Beverly Gage over at Slate asks a great question, and answers it without actually saying so. In “Why is there no liberal Ayn Rand?” she lays out the fact that conservative candidates always return to the same philosophical, literary roots.
But one of the movement’s most lasting successes has been in developing a common intellectual heritage. Any self-respecting young conservative knows the names you’re supposed to spout: Hayek, Rand, Ludwig von Mises, Albert Jay Nock. There are some older thinkers too—Edmund Burke, for instance—but for the most part the favored thinkers come out of the movement’s mid-20th century origins in opposition to Soviet communism and the New Deal.

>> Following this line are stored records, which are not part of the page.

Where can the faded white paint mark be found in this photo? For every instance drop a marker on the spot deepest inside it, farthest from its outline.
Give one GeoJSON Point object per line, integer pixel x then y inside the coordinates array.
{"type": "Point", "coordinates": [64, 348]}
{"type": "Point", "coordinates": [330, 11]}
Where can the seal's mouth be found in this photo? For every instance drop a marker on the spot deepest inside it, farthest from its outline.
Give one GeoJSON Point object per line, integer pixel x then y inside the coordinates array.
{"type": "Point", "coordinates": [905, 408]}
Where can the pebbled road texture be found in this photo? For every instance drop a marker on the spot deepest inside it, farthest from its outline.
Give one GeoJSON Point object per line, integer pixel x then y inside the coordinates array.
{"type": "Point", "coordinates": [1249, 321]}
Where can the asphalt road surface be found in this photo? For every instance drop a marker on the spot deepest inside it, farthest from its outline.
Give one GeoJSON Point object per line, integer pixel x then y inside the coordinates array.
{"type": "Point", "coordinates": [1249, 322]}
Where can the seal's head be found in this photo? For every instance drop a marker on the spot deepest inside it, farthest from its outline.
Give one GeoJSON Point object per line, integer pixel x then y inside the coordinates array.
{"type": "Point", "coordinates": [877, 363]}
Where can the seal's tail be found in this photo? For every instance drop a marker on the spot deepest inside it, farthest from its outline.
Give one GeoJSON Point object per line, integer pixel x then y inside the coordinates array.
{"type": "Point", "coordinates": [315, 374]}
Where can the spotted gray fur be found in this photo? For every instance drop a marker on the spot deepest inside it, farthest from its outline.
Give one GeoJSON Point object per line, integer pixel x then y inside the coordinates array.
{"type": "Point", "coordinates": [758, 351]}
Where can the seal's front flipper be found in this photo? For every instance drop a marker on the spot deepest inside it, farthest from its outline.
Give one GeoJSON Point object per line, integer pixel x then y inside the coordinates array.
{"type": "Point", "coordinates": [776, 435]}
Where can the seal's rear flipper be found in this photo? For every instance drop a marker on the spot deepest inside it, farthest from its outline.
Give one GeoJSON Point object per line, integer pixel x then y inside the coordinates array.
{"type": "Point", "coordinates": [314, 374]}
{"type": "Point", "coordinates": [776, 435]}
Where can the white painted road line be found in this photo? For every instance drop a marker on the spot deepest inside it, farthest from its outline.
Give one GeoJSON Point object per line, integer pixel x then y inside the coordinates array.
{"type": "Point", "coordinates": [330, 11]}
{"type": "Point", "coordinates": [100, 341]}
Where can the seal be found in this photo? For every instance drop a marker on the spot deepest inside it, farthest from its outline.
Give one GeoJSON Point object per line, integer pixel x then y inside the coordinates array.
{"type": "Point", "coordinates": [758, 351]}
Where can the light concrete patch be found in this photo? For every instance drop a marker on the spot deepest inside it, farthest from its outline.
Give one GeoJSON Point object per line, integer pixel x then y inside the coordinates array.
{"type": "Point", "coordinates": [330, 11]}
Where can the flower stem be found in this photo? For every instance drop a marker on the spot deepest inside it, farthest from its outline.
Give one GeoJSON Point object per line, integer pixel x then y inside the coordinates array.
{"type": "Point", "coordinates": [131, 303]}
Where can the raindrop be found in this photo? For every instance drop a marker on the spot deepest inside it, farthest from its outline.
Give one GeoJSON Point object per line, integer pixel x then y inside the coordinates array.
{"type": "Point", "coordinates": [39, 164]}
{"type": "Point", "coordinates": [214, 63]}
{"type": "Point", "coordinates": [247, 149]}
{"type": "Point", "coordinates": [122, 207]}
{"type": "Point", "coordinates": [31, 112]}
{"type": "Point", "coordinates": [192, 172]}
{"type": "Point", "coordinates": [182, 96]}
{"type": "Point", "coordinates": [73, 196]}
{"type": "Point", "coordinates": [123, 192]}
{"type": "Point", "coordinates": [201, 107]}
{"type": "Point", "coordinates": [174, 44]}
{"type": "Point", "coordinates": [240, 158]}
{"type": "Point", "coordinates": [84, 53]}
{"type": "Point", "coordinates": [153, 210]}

But then she makes a leap in the very next sentence.
Liberals, by contrast, have been moving in the other direction over the last half-century, abandoning the idea that ideas can be powerful political tools.
I think in this instance she’s absolutely wrong. Primarily because of what she says shortly thereafter.
Here’s the key point right here.
The New Left reinvented that heritage in the 1960s. Instead of (or in addition to) Marx and Lenin, activists began to read Herbert Marcuse, C. Wright Mills, and Saul Alinsky. As new, more particular movements developed, the reading list grew to include feminists, African-Americans, and other traditionally excluded groups. This vastly enhanced the range of voices in the public sphere—one of the truly great revolutions in American intellectual politics. But it did little to create a single coherent language through which to maintain common cause. Instead, the left ended up with multiple “movement cultures,” most of them more focused on issue-oriented activism than on a common set of ideas.
This is where I feel she loses perspective. Contemporary liberalism differs so markedly from contemporary conservatism, because of the former’s focus on the value of of the individual. Liberalism has redefined itself as a politics that recognizes the complexity of society, the complexity of life, and thus cannot, and should not, pit one group against the other. Your cause is our cause, your rights are universal rights, and the plight of the smallest is the plight of the whole. It is utterly inclusive, often to the point of being somewhat ridiculous.
A complaint I have levied against liberal politics is that we can barely articulate a stance at a rally to give a unified voice. If you’ve been to a political protest in the last ten years you’d know that it’s not just about ending war, it’s about the plight of minorities, about Palestine, about Hurricane Katrina victims, about rape culture, about pot legalization. It’s a crazy quilt of issues, and everyone wanting their voice to be heard. But we liberals believe that our voices, no matter how small, should be heard, because all voices have value.
So, how can we ever begin to develop a corpus of literature, to develop a “consistent message?” We can’t. It’s impossible. As Randall Munroe, very effectively, said yesterday “Human subcultures are nested fractally. There is no bottom.” There are further minority politics embedded deeper into every group. There are fringes on the fringe of the fringe. We just continue to dig deeper, excavate new layers of complexity, and say, “yes, you too are a part of us.” Once we’ve read through a vast body of feminist literature, we then look at different waves of feminism, and how that’s changed over time, and then look at challenges to each subsequent iteration, and then and then and then. The same is true of black studies, queer theory, any other ethnic, religious, and minority group that has ever, or may ever cross through here, and then the deal with the incredible new layers of reality that people are adding to their identities on a daily basis, otherkin, furries, polyamorists, cyberpeople, transhumanists, virtual people, who knows what else may come…
The homogeneity of thought that comes from a canon of literature is great for people who don’t want to have to think about the harsh, and complex realities associated with anyone’s lives other than their own. It allows them to develop a rigid sense of morality, a definite set of what is in and what is out, and allows for the crafting of legislative agendas that move through like clockwork, because they’re not bound up in the morass of having to explore how their ideology impacts anyone, and if it does, well, the fact that they “don’t get it” is reason enough to just let them go.
There is no liberal canon, because we can’t stop saying “Yes, we care. Your life is valid, and I want to understand you better.” The liberal canon is the library, and studying it is the work of a lifetime.